A potential $50 million contract allows PR firm to be “embedded at the Centers for Disease Control and Prevention in Atlanta as part of the Division of Viral Diseases team.”
I’m still not certain what happened to Americans, who seem to have tossed aside all caution and critical thinking when it comes to medical interventions that get labeled “vaccines.” I can only remark that, to myself and many living in Europe, it comes across as rather disturbing at times—almost cultish.

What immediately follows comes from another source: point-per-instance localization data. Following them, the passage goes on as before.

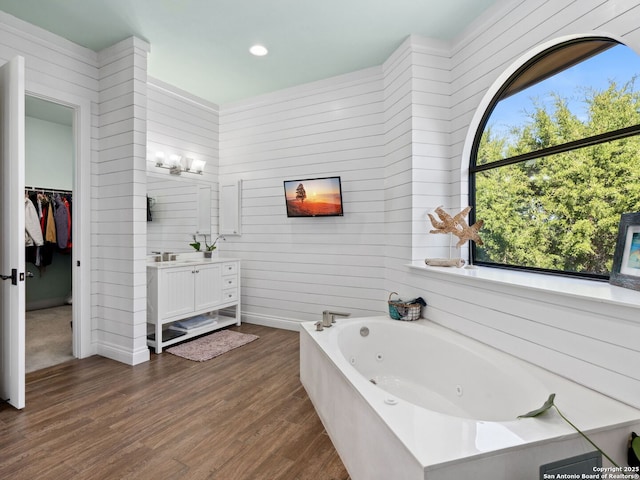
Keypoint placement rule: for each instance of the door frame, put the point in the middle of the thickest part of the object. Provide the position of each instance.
(83, 346)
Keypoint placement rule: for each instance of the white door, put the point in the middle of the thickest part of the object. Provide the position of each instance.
(12, 370)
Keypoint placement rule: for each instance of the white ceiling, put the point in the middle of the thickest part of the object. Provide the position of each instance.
(201, 46)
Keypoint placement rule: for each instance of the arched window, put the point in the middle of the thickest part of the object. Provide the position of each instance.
(556, 160)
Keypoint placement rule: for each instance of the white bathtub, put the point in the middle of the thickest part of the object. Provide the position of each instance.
(444, 406)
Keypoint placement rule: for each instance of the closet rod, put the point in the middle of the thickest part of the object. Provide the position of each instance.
(50, 190)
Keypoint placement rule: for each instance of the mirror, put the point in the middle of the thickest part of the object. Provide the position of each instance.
(179, 208)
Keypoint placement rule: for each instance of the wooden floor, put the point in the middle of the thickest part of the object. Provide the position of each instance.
(243, 415)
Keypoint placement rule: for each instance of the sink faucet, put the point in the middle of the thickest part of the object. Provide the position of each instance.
(328, 317)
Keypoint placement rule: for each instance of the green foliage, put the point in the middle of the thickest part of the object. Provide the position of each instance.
(561, 212)
(550, 403)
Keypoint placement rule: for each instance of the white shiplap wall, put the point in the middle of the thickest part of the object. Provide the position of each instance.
(119, 233)
(590, 341)
(430, 95)
(59, 70)
(178, 122)
(294, 268)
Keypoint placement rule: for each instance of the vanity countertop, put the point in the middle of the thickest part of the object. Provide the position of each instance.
(187, 260)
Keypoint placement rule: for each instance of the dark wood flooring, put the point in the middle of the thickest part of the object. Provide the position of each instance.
(243, 415)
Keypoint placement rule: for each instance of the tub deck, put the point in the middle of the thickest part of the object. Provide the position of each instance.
(379, 436)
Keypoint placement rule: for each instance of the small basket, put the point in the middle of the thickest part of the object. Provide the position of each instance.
(406, 311)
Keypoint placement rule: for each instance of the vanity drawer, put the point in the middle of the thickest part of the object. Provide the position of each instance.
(229, 268)
(229, 281)
(229, 295)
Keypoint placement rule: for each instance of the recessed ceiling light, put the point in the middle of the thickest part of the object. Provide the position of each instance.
(258, 50)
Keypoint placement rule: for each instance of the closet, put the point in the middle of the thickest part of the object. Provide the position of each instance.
(49, 173)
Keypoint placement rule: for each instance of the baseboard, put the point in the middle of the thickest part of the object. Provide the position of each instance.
(271, 321)
(46, 303)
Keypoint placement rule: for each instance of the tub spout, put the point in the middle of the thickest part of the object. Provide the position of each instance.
(329, 317)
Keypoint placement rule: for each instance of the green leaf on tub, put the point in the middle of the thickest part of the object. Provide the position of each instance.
(538, 411)
(546, 406)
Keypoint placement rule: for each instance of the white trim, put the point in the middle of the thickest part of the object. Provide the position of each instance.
(495, 87)
(271, 321)
(81, 226)
(174, 91)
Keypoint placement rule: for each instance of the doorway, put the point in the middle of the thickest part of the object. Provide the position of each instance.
(49, 181)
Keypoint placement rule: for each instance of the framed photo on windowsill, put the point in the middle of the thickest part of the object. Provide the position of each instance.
(626, 259)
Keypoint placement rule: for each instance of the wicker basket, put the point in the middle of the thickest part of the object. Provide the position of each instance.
(406, 311)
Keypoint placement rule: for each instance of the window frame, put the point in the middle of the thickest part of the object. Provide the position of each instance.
(474, 168)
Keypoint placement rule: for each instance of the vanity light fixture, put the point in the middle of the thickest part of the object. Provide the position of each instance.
(177, 163)
(258, 50)
(186, 163)
(198, 166)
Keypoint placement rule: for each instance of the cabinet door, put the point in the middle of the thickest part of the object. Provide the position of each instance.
(208, 286)
(176, 291)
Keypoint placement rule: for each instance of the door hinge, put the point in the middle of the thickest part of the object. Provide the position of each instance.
(13, 276)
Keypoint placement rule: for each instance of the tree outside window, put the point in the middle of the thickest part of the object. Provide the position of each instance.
(557, 161)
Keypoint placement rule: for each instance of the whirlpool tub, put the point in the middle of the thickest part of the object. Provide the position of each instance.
(414, 400)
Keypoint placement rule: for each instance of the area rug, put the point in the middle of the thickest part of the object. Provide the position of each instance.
(211, 346)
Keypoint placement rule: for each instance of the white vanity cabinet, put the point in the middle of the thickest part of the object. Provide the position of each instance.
(180, 290)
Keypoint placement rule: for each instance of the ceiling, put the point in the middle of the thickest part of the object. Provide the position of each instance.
(201, 46)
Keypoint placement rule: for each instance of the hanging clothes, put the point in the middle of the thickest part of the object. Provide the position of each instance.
(63, 221)
(33, 232)
(52, 214)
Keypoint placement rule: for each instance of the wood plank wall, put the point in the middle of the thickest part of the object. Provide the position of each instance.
(119, 234)
(294, 268)
(178, 122)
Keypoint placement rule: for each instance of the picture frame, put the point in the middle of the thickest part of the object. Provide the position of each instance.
(626, 259)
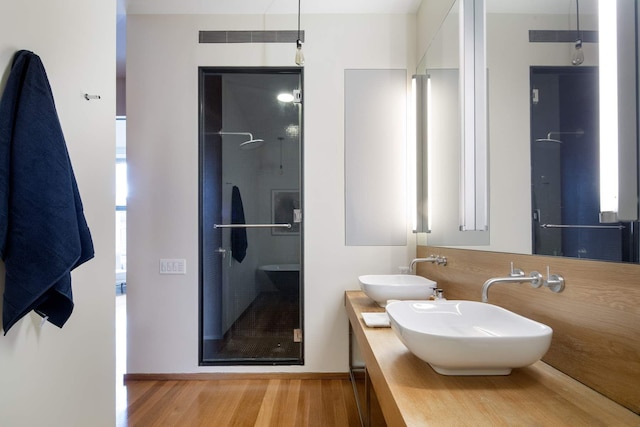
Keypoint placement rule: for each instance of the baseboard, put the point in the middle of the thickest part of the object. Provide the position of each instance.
(210, 376)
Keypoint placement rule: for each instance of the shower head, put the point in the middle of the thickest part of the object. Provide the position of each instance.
(250, 144)
(577, 133)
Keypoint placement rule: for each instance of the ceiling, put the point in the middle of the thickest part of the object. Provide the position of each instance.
(248, 7)
(266, 7)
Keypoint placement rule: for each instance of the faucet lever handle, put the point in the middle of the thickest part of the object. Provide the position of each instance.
(516, 272)
(554, 282)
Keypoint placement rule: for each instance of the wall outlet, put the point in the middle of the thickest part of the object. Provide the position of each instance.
(173, 266)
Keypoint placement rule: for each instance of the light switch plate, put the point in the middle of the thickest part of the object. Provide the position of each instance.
(173, 266)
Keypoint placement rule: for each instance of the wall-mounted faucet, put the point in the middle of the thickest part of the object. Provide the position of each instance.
(437, 259)
(554, 282)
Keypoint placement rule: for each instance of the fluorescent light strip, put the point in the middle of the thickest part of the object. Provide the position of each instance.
(608, 53)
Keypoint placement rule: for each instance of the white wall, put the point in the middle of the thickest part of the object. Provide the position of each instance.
(66, 377)
(162, 112)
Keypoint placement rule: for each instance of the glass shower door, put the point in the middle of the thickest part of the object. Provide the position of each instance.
(251, 217)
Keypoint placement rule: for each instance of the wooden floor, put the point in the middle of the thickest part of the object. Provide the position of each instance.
(241, 402)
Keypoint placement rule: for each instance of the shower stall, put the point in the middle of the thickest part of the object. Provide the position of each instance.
(564, 169)
(251, 229)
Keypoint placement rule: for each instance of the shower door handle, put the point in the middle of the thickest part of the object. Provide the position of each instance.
(222, 251)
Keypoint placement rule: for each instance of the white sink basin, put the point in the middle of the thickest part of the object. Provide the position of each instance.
(468, 337)
(383, 287)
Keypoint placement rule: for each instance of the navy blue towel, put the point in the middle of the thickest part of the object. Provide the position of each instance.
(43, 232)
(238, 235)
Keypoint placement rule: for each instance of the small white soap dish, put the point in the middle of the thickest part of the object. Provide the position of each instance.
(376, 320)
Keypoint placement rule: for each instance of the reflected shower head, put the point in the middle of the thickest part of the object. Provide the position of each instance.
(250, 144)
(577, 133)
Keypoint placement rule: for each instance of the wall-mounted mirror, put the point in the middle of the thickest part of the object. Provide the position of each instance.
(454, 155)
(536, 97)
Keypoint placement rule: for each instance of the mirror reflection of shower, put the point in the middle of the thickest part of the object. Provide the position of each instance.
(249, 144)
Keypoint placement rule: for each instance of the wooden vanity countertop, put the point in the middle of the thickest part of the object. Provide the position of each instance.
(411, 393)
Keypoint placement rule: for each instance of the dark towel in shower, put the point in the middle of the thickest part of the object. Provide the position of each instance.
(43, 232)
(238, 235)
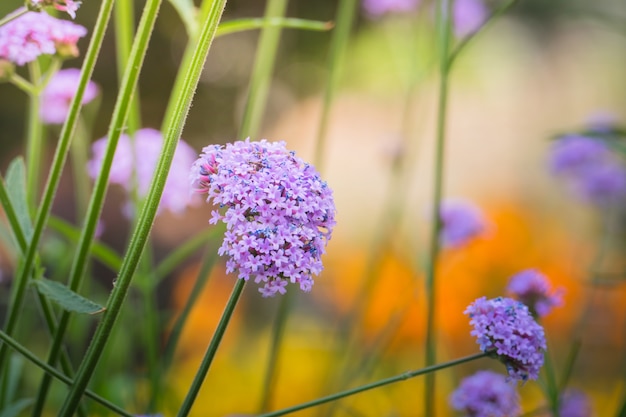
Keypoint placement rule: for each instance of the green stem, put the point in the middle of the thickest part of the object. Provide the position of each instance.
(12, 16)
(35, 136)
(172, 132)
(261, 73)
(402, 377)
(211, 349)
(55, 174)
(9, 341)
(444, 11)
(124, 31)
(284, 308)
(346, 11)
(177, 329)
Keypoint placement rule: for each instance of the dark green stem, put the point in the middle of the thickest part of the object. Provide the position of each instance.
(211, 350)
(402, 377)
(444, 11)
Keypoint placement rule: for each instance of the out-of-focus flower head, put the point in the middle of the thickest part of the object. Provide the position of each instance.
(575, 403)
(135, 160)
(468, 16)
(279, 213)
(461, 221)
(591, 169)
(486, 394)
(56, 97)
(532, 288)
(23, 39)
(68, 6)
(377, 8)
(506, 328)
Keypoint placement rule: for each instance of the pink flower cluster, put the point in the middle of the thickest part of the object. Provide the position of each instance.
(23, 39)
(135, 161)
(278, 212)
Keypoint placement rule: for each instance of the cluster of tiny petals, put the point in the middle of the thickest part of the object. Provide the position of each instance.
(461, 222)
(32, 34)
(279, 214)
(575, 403)
(135, 161)
(486, 394)
(532, 288)
(59, 92)
(591, 168)
(68, 6)
(505, 328)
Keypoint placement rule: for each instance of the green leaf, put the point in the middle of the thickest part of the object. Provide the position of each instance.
(187, 12)
(239, 25)
(16, 408)
(66, 298)
(16, 188)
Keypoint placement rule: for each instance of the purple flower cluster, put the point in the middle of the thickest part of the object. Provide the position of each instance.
(506, 328)
(68, 6)
(377, 8)
(56, 97)
(591, 169)
(461, 222)
(279, 214)
(135, 161)
(22, 40)
(532, 288)
(574, 403)
(486, 394)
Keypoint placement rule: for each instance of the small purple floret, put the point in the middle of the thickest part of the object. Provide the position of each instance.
(506, 328)
(278, 212)
(486, 394)
(22, 40)
(461, 222)
(58, 94)
(533, 289)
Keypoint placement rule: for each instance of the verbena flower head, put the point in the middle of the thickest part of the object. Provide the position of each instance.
(591, 169)
(468, 16)
(461, 222)
(575, 403)
(136, 160)
(486, 394)
(278, 212)
(506, 328)
(377, 8)
(68, 6)
(23, 39)
(532, 288)
(58, 94)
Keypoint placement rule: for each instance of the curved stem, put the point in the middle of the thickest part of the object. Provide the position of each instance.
(402, 377)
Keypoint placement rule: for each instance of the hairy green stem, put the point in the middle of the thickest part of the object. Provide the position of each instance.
(402, 377)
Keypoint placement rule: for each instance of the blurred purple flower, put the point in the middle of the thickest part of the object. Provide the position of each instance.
(377, 8)
(68, 6)
(468, 16)
(486, 394)
(461, 222)
(140, 156)
(575, 403)
(279, 214)
(591, 169)
(22, 40)
(56, 97)
(533, 289)
(506, 328)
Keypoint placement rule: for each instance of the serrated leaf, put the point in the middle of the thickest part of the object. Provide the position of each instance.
(66, 298)
(15, 409)
(16, 188)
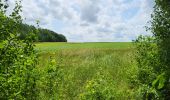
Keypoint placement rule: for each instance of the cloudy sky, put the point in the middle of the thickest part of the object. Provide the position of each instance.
(90, 20)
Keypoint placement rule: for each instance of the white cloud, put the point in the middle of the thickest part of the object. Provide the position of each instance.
(90, 20)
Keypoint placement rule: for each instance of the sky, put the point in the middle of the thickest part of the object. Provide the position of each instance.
(90, 20)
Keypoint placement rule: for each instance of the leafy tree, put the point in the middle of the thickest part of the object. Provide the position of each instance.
(153, 54)
(17, 57)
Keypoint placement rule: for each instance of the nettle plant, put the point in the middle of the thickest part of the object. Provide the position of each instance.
(17, 57)
(153, 58)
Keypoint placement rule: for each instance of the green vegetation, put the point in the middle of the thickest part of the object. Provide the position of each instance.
(91, 71)
(84, 71)
(47, 46)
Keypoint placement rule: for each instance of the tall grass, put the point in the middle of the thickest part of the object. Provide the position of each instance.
(93, 73)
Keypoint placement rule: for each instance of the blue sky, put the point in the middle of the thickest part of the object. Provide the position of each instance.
(90, 20)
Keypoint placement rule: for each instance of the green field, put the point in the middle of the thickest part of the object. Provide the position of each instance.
(49, 46)
(91, 70)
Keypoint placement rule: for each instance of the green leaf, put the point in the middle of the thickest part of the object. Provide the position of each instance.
(1, 45)
(159, 82)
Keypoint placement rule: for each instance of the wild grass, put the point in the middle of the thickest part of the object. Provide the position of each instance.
(83, 64)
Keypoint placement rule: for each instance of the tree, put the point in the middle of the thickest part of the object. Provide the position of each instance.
(153, 54)
(17, 57)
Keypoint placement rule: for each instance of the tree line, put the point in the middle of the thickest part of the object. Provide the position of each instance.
(42, 35)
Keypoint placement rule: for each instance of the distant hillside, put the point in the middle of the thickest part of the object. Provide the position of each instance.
(43, 35)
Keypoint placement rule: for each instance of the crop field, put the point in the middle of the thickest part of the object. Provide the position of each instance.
(90, 69)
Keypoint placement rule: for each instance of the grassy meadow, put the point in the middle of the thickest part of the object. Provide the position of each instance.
(90, 70)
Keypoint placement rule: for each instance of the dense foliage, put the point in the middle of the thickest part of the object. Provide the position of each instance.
(17, 58)
(43, 35)
(153, 54)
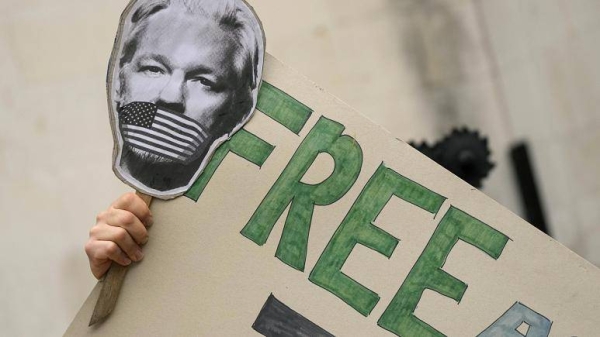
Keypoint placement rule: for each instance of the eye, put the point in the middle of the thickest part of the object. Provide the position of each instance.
(205, 82)
(152, 71)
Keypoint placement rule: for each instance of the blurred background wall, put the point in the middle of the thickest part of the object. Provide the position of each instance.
(513, 69)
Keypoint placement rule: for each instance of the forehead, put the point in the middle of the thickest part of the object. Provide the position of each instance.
(187, 39)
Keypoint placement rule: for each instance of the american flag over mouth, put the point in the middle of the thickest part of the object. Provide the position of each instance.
(144, 126)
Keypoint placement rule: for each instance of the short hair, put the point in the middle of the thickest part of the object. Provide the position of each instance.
(231, 15)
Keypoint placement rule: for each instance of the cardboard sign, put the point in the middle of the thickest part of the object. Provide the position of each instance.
(313, 221)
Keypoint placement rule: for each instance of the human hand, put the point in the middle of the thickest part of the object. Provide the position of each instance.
(118, 233)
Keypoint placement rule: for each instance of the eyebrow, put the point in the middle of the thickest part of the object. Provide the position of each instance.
(156, 57)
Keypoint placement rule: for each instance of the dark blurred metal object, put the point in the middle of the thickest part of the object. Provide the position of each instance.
(532, 204)
(463, 152)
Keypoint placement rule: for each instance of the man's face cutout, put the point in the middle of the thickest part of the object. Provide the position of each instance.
(183, 78)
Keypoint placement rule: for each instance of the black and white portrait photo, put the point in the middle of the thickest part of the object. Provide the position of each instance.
(184, 76)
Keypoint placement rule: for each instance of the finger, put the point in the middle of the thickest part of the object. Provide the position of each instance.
(134, 204)
(126, 220)
(101, 254)
(121, 237)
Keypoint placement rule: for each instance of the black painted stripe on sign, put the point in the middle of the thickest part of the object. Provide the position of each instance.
(278, 320)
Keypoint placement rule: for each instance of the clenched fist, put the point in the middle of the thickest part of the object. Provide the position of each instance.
(118, 234)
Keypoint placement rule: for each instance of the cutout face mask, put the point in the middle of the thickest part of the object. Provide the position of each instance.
(184, 76)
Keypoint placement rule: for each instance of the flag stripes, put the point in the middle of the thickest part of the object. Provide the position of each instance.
(146, 127)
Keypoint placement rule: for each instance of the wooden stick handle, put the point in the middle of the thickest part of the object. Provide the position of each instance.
(112, 283)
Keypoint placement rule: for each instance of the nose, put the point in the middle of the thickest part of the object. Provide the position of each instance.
(172, 96)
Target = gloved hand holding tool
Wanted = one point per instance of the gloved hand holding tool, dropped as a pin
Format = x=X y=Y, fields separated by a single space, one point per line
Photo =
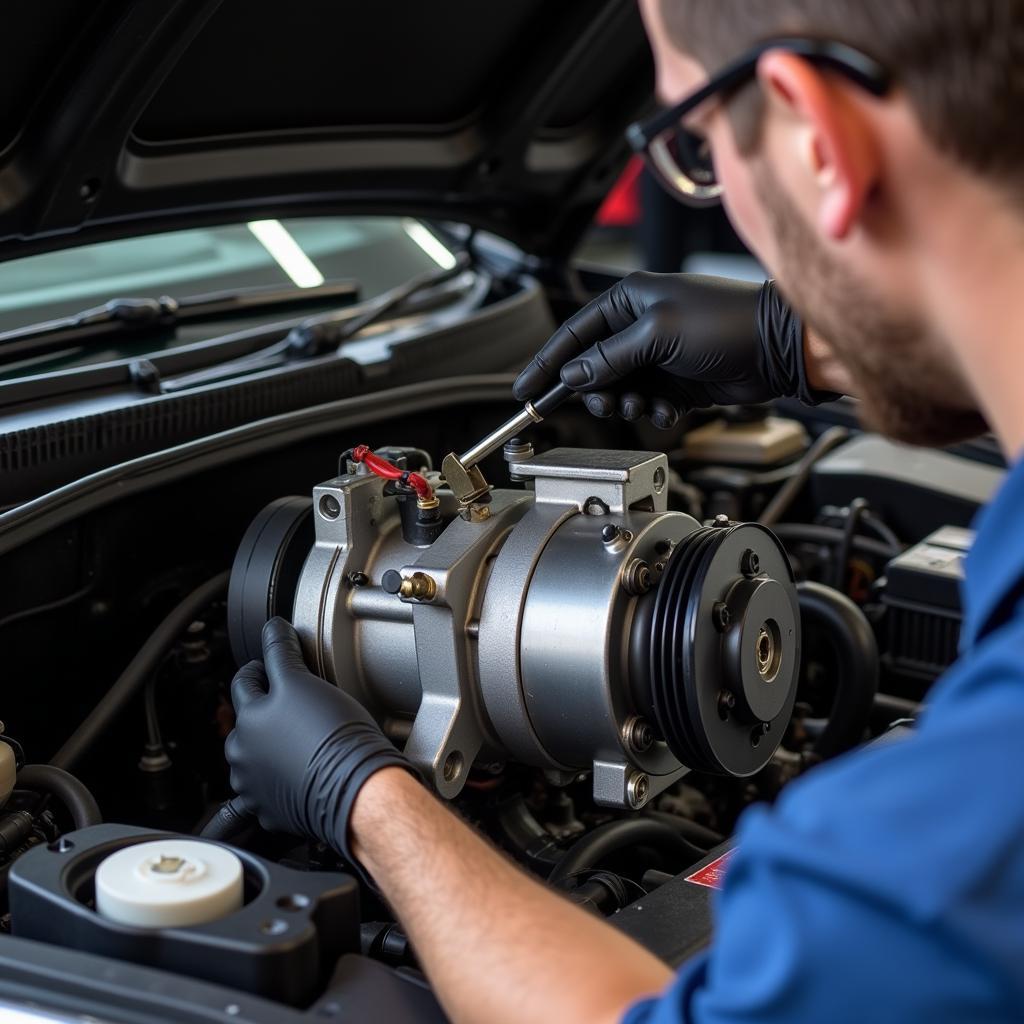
x=659 y=344
x=301 y=748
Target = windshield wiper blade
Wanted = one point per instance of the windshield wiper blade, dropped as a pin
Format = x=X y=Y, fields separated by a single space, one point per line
x=144 y=315
x=323 y=333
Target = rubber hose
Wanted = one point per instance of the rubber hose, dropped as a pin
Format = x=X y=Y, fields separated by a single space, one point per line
x=694 y=833
x=856 y=665
x=792 y=532
x=139 y=669
x=80 y=803
x=790 y=491
x=228 y=822
x=605 y=840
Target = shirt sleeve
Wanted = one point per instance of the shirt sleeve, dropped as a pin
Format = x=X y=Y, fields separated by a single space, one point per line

If interested in further reading about the major conflicts of interest and lack of transparency surrounding the COVID-19 vaccines, I won a British Journalism Award for a series of investigations published by The BMJ:
- Conflicts of interest among the UK government’s covid-19 advisers Little is known about the interests of the doctors, scientists, and academics on whose advice the UK government relies to manage the pandemic. Attempts to discover more are frequently thwarted, finds Paul D Thacker
- How independent were the US and British vaccine advisory committees? Investigation finds disclosure standards differ widely, often leaving the public in the dark
- Tracking down John Bell: how the case of the Oxford professor exposes a transparency crisis in government As testing and the Oxford AstraZeneca vaccine are hailed as UK pandemic successes, why won’t Oxford University or the government disclose the “long list” of financial interests of a high profile researcher at the centre of both? Paul D Thacker investigates
Oxford’s John Bell is certainly an interesting figure, as he has his fingers in so many pies. Yet Oxford and the British government continue to hide his financial interests and corporate ties. Bell is also a board member of Hakluyt, a British spy firm, with a long shady past. As I wrote a couple weeks back, the Brunswick Group PR firm provides public relations for both Hakluty and British Petroleum (BP), the fossil fuel company which employed Hakluty in the early 2000s to spy on Greenpeace activists.